A day later RBI publish a draft merger plan for Lakshmi Vilas Bank (LVB) with subsidiary of Singapore-based DBS, banks’ official trade union AIBOC on Wednesday, said the merger is not in the national interest and required consolidation with any PSB. The proposed merger of the money-tightened LVB with DBS Bank India seems to be a trick to give foreign banks access to the country in a big way, said All India Bank Officers’ Confederation (AIBOC) President Sunil Kumar.

The Indian banking sector offers huge opportunities for growth, so the foreign banks have looked at an inorganic route to expand their presence for a long time, he said.

Kumar expressed fears that the uninhibited entry of foreign banks “would lead the country into economic slavery and they would plunder the resources”.

He added that AIBOC as a stakeholder is requesting it Indian Reserve Bank (RBI) to reconsider its position on the proposed merger of national interest.

Under the draft merger scheme that RBI floated on Tuesday, it proposed merging the besieged private sector lender LVB with DBS Bank India Ltd. (DBIL), the local entity of Singapore-based DBS Holdings.

“DBIL has a healthy balance sheet with strong capital support. Although DBIL is well capitalized, it will bring in an additional capital of DKK 2,500 in advance. In support of the merged entity’s credit growth,” RBI had said.

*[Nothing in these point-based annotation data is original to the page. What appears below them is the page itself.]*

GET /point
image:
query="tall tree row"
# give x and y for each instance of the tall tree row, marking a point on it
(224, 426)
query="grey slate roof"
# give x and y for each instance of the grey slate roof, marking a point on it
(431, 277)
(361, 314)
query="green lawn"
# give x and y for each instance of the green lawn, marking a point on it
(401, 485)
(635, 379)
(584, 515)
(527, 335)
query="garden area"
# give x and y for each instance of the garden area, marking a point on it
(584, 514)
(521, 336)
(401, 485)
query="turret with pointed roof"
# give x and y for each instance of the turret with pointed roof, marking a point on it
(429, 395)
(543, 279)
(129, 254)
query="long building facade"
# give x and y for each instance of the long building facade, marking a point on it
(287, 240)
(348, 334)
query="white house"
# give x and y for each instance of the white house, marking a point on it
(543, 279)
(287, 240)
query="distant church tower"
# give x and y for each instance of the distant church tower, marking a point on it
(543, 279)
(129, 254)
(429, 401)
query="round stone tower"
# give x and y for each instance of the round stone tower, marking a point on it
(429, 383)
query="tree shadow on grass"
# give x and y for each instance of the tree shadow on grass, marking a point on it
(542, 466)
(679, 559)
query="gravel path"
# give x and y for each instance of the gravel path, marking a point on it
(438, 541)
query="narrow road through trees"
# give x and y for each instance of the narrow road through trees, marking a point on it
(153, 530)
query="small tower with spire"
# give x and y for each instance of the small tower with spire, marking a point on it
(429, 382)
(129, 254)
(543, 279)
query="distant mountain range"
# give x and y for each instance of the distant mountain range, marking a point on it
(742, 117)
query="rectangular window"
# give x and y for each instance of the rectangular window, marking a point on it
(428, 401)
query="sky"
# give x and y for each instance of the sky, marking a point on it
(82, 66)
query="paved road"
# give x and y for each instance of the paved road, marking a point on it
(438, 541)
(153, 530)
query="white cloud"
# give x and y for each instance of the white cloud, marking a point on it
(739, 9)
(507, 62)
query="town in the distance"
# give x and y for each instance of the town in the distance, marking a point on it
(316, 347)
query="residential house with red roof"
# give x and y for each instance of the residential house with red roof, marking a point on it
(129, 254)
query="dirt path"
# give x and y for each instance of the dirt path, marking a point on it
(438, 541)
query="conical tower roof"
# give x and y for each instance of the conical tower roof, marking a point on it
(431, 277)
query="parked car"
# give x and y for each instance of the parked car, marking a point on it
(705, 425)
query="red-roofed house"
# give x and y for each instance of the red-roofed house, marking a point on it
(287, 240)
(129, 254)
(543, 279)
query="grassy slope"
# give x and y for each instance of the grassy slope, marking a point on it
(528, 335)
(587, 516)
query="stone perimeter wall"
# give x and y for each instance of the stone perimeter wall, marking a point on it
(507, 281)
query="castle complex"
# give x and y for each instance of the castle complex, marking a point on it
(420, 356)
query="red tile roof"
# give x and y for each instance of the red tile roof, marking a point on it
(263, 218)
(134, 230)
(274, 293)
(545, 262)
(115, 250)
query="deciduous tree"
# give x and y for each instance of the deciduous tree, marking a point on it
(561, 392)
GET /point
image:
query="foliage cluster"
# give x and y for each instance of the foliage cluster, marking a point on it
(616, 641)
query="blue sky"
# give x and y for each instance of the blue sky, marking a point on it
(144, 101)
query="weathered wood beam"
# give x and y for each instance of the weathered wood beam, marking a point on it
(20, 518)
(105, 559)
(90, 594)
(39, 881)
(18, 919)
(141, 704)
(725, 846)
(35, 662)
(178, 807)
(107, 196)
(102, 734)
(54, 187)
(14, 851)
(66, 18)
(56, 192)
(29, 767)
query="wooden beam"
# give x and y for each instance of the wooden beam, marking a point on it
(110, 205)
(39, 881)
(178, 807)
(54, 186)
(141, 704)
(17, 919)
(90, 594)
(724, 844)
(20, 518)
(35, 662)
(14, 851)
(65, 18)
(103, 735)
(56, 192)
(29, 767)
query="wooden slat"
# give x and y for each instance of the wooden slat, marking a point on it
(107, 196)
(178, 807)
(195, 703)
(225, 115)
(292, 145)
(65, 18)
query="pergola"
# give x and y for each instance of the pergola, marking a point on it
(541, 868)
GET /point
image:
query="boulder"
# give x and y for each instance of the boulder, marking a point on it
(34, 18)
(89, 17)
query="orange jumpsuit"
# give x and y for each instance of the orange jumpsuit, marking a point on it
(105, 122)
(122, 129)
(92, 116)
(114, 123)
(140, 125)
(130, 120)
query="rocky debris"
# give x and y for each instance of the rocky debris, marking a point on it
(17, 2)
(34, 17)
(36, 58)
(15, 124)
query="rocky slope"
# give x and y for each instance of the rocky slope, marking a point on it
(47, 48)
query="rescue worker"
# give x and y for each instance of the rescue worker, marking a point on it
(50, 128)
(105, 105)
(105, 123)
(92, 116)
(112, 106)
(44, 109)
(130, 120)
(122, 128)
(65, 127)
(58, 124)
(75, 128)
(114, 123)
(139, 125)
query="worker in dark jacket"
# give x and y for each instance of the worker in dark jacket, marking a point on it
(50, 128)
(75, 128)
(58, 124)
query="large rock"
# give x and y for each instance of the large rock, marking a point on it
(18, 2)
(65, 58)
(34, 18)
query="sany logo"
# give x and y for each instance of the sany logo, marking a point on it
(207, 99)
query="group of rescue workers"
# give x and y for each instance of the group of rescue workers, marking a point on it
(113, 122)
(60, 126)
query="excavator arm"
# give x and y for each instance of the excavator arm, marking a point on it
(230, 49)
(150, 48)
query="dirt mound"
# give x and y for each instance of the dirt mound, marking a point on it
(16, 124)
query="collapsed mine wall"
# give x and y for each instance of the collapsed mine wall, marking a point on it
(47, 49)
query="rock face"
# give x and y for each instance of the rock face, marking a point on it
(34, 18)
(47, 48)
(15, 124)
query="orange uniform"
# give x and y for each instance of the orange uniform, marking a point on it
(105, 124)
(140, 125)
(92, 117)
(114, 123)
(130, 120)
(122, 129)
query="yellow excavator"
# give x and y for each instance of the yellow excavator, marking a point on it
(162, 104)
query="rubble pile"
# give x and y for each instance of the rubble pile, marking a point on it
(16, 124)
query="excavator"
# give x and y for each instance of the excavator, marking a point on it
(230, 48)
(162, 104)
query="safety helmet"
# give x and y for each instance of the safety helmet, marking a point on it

Old generation private sector banks have served the nation before independence and they have almost worked as PSBs in this country, Kumar said.

He added that it would thus have to be merged with any public sector bank (PSB) in order to maintain their character rather than a subsidiary of foreign bank.

In the past, all old-generation private banks were merged with a PSB when they came under financial stress, he said.

“PSBs do not just commercial banking, but social banking with nation first as their engine. It has been proven time and time again and most recently in the COVID-19 period,” he said.

Kumar added that comparing PSBs with private sector banks would be unfair as private sector lenders only conduct banking with profitability as the sole objective.

It was bankers in the public sector who extended government financial assistance to accounts for the poor in remote areas, naxal-affected villages and in-hospital locations, he said.

DBS has been in India since 1994. In March 2019, DBS converted its operations in India into a wholly owned subsidiary DBIL to expand the franchise and build on a larger scale. DBIL is now present in 24 cities in 13 states.

LVB’s problems started after it shifted its focus to lending to large companies from small and medium-sized enterprises. With rising defaulted assets (NPAs), the bank was put under the RBI’s rapid framework for corrective action in September 2019.

The bank had recorded a net loss of Rs 396.99 crore in the second quarter ending September 2020, which was expanded from Rs 357.17 crore in the same quarter a year ago.

Net NPAs or bad loans accounted for 7.01 percent of the net loan at the end of September 2020 against 10.24 percent per. March 31, 2020 and 10.47 percent by September 2019.

Started in 1926, LVB has so far expanded with 566 branches and 918 ATMs in 19 states and 1 EU territory.